A Procuradoria-Geral da República emitiu, na terça-feira (16/3), parecer favorável a intervenção federal no governo do Distrito Federal. Após o caso mensalão do DEM vir à tona, o governador José Roberto Arruda (Sem partido) foi preso no dia 11 de fevereiro por tentativa de suborno. O então vice-governador, Paulo Octávio assumiu o cargo, mas renunciou ao ser acusado de participar do esquema de corrupção. Restou o presidente da Câmara Legislativa, Wilson Lima (PR), que por ora, é o governador em exercício.

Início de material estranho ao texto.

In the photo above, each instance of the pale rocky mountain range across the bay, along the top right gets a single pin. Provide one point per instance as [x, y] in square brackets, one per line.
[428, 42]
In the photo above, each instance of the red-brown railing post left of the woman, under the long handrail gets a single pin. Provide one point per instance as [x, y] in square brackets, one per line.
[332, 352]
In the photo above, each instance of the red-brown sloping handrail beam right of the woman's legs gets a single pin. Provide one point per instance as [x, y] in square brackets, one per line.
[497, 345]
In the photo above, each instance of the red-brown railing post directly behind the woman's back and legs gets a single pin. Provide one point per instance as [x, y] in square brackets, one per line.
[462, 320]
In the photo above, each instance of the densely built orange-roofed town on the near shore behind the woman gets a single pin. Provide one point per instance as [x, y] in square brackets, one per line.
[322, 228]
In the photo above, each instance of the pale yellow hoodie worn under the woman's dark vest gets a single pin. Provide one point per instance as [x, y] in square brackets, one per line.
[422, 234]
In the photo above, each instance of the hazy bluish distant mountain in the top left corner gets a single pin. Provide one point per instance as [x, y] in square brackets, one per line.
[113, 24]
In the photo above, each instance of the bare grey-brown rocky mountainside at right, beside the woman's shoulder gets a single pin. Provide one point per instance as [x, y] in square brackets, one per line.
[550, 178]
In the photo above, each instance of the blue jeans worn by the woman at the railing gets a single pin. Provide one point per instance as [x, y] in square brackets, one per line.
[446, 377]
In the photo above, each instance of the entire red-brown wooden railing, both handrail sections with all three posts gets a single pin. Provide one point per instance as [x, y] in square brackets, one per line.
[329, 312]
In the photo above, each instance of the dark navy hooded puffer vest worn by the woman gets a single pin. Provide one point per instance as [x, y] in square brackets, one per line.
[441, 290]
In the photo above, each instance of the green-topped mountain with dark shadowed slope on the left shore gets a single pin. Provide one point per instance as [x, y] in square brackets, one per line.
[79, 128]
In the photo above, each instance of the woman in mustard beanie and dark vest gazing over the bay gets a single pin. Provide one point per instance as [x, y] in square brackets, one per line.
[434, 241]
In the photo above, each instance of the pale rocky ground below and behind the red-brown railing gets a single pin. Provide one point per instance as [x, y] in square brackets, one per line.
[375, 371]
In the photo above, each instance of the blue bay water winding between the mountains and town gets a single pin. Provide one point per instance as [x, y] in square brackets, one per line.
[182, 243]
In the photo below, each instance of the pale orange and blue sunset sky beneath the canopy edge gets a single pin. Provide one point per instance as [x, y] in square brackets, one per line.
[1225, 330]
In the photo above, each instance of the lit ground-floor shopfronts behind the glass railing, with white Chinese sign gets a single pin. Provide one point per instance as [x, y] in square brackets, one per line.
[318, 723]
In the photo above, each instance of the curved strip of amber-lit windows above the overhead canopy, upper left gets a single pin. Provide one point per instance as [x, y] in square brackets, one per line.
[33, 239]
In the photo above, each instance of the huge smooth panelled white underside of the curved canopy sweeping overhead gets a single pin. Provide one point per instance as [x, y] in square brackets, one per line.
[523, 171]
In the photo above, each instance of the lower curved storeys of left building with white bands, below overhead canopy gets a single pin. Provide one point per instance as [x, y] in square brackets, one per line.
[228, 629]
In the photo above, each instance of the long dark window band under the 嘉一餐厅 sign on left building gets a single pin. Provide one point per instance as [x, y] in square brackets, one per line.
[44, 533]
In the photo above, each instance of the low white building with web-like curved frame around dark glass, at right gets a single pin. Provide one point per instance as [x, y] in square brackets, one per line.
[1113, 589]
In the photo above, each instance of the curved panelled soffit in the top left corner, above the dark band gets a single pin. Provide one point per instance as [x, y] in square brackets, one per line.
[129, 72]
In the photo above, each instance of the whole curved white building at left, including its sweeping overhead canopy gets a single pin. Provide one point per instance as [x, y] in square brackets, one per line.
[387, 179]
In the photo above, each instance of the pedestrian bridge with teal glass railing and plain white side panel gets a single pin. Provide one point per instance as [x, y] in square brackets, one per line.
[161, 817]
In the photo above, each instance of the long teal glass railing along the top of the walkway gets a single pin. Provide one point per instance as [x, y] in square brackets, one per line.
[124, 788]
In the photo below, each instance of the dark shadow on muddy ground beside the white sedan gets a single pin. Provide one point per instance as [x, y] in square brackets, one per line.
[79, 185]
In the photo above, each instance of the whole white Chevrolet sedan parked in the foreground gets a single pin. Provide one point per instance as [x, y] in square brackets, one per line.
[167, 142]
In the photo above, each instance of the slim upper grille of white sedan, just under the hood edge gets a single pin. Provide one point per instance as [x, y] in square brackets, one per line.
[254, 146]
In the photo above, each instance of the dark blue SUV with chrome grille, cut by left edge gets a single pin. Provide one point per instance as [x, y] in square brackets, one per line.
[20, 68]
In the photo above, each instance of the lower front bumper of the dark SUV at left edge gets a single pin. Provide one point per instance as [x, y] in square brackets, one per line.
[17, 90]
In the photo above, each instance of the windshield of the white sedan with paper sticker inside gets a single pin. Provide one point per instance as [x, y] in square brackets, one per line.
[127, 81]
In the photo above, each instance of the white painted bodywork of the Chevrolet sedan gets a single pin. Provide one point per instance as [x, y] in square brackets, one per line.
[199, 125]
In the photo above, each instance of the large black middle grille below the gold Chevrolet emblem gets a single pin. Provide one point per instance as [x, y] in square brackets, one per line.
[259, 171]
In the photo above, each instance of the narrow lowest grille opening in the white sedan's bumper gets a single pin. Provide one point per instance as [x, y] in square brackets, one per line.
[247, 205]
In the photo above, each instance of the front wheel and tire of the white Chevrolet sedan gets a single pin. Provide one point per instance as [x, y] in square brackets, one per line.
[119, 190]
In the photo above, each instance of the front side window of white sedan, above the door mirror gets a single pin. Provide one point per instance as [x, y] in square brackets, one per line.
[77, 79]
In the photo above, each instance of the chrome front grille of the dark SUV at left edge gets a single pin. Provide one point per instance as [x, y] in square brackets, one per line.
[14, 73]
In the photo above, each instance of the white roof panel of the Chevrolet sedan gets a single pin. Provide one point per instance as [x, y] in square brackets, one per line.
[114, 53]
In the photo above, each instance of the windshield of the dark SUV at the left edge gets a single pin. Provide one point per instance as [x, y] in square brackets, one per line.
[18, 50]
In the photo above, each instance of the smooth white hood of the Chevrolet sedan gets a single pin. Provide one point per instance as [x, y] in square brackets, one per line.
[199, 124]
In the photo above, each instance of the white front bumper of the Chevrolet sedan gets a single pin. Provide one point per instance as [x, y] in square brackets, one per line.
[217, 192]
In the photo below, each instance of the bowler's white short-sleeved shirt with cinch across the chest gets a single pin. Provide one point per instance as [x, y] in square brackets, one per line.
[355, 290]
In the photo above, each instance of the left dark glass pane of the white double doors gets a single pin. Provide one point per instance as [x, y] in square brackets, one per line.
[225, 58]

No documento de 34 laudas, assinado pelo procurador-geral da República Roberto Gurgel, ele enfatiza que a situação presenciada no DF é inédita. O procurador classifica de “trôpega” a forma como a Câmara Legislativa do Distrito Federal, por um aliado de Arruda, tentou fazer a apuração da responsabilidade do governador e de deputados distritais envolvidos em diversos crimes.

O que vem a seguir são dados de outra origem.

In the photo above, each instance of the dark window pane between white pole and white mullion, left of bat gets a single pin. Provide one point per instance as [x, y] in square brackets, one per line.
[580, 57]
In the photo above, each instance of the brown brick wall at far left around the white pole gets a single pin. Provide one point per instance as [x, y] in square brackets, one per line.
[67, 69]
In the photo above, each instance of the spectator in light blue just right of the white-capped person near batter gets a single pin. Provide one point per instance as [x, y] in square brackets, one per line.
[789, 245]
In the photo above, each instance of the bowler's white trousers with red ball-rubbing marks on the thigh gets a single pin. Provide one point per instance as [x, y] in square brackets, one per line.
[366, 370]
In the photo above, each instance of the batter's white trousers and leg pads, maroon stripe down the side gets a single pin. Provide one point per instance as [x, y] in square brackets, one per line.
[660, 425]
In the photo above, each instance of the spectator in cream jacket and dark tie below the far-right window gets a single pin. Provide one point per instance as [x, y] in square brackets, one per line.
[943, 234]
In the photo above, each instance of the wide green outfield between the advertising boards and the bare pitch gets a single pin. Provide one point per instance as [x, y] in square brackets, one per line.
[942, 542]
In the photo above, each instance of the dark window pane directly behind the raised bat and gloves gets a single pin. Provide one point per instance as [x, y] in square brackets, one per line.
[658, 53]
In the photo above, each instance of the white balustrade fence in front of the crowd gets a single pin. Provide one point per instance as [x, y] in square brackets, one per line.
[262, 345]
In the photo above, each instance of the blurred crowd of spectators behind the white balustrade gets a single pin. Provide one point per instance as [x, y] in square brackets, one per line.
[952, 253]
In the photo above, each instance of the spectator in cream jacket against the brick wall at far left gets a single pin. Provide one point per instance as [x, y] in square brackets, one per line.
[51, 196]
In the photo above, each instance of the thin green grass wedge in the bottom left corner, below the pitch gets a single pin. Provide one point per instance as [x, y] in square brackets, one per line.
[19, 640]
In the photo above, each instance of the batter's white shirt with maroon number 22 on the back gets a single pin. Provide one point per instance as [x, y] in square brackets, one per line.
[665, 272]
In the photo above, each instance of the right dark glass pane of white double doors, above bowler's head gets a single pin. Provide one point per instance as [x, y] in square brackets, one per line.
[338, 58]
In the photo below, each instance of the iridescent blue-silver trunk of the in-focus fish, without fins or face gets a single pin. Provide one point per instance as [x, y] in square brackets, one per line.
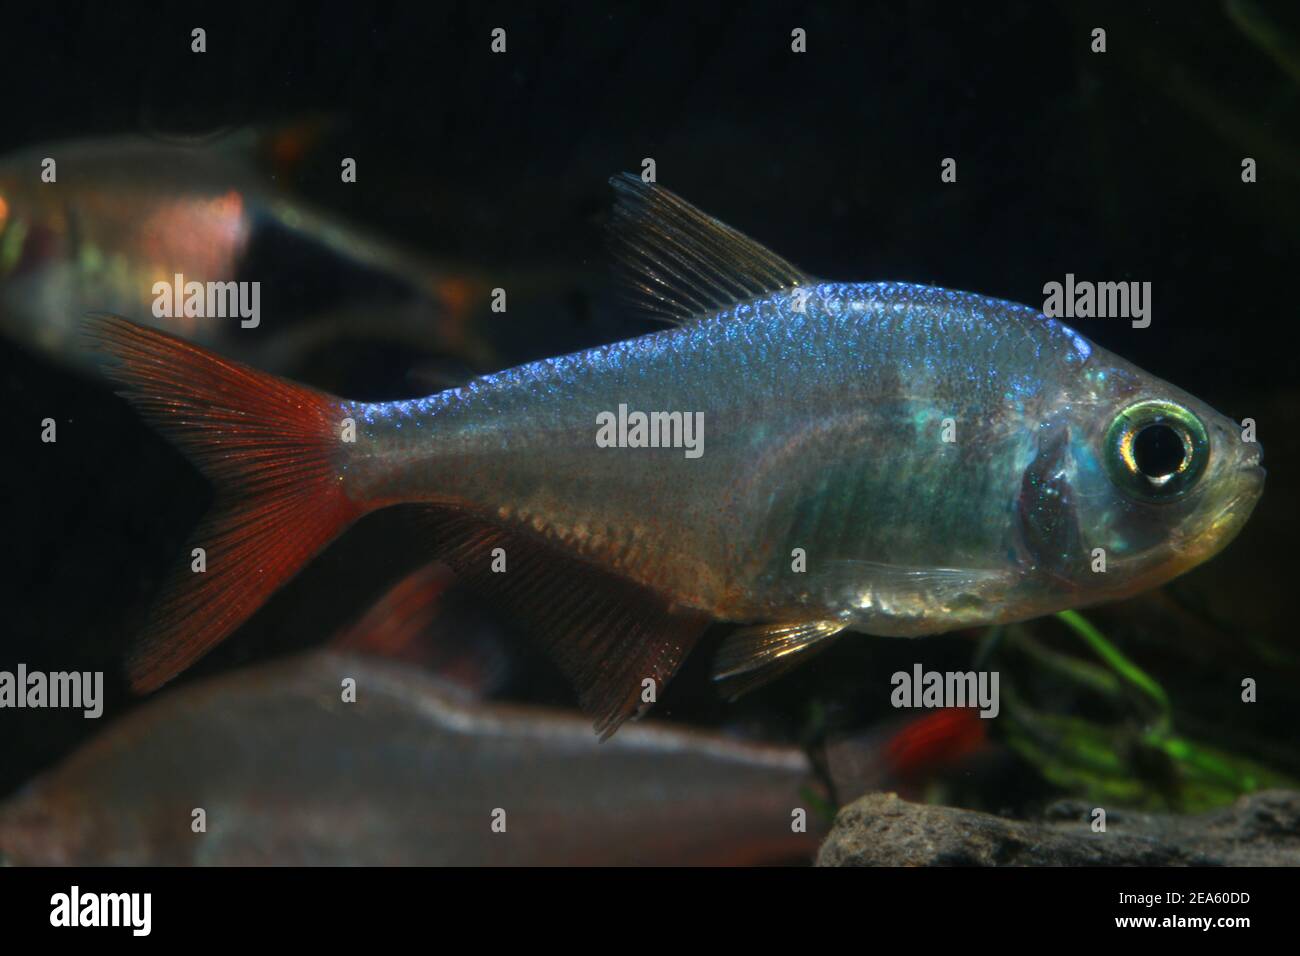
[822, 431]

“É preciso que fique definitivamente claro que o pedido interventivo não busca resgatar a extinta intervenção por corrupção. A medida ora reclamada impõe-se pela gravidade da situação vivenciada no Distrito Federal, bastante peculiar e distinta”, assevera Gurgel.

Para o procurador, a decisão do Supremo Tribunal Federal ao negar a revogação da prisão de Arruda aponta uma situação de “anormalidade”. O STF negou o pedido de Habeas Corpus do governador por entender que os elementos apresentados para fundamentar a prisão eram contundentes. “Assim, entre os vários ardis utilizados pela organização criminosa, soma-se à manobra para corromper testemunha a interferência indevida do governador em investigação conduzida pelo Ministério Público e executada pela Polícia Civil”, afirma Gurgel.

Ao defender a medida, o Gurgel ressalta ainda que a intervenção não é uma violência aos Poderes constituídos. “Ao contrário, é um remédio para situações de ‘metástase institucional’, como bem qualificou o presidente do Supremo Tribunal Federal. Violência, de fato, foi a ação prévia não só de irresponsabilidade como de crime coletivo cometido pelos agentes públicos, bem assim a notória indolência quanto ao encargo de apurar responsabilidades”, assevera Gurgel.

Para ele, a intervenção é a solução constitucional e institucional para casos como o do Distrito Federal e visa a restituir a integridade dos estados e municípios nos moldes determinados pela Constituição. O parecer foi emitido depois que o Tribunal Regional Eleitoral cassou o mandato de Arruda por infidelidade partidária. O Supremo Tribunal Federal confirmou que já recebeu o parecer. Para o ministro Gilmar Mendes, “deverá ocorrer eleição indireta” para governador do Distrito Federal. Com informações da Assessoria de Imprensa do Supremo Tribunal Federal.